Moving heads can be hung from truss or T-bars like any other light or set atop flat surfaces like truss totems. The light from a moving head is usually projected as a spot and often through a gobo, which shapes the light into various patterns and shapes.

Similarly, what are two features of moving lights?

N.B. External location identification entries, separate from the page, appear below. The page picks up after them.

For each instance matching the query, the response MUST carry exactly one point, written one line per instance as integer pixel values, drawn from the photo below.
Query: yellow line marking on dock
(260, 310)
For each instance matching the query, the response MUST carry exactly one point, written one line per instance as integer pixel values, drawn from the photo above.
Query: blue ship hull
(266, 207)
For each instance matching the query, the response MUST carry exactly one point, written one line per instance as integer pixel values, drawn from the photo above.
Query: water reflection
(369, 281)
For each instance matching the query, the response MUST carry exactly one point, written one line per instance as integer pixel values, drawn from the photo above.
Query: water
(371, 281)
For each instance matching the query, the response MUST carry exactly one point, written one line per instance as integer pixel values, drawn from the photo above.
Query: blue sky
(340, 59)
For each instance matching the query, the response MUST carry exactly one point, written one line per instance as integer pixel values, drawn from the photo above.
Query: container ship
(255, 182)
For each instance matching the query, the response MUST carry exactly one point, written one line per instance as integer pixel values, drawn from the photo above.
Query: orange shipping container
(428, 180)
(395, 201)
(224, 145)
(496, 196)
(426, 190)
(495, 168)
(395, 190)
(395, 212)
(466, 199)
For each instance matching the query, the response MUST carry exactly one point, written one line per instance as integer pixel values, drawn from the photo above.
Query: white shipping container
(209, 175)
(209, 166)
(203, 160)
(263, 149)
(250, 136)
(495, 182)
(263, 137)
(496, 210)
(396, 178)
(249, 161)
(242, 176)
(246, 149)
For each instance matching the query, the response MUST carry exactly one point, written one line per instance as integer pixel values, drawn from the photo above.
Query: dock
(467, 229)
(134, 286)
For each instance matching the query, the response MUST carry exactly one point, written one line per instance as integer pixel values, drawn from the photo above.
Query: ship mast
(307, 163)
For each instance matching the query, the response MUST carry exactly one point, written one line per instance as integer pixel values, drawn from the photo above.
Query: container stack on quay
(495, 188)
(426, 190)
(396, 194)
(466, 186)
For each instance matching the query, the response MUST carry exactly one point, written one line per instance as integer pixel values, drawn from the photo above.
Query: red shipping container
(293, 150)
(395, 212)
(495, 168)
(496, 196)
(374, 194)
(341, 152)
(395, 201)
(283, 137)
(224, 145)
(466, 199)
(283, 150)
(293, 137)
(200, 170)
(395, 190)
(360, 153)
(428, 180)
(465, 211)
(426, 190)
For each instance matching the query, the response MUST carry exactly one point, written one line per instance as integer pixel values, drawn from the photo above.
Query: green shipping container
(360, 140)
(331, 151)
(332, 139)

Every moving light has its own special features: some have controllable shutters, others are able to zoom larger and smaller, some have prism effects.

Our Verdict

With so many Moving Heads - Beam available, it's difficult to know which one is best. Fortunately, our research team compiled an unbiased list of 25 best Moving Heads - Beam that will fit every budget. During this study there were over 39737 products across 25 brands. Our verdict: most customers choose Moving Heads - Beam with an average price tag of $812!

Christopher Porter
ABOUT THE AUTHOR

Christopher Porter is a Lighting and Stage expert with over 6 years of experience in the industry. He has a BFA from Carnegie Mellon University and an MFA from New York University Tisch School of the Arts Graduate Acting Program. As a colorist he completed his training at Bobbi Brown Makeup Academy in New York City where he studied under world renowned makeup artist Bobbi Brown. In addition to his work as a designer Christopher enjoys teaching lighting design everyone who wants to develop in this direction, believing that his skill will pass to others.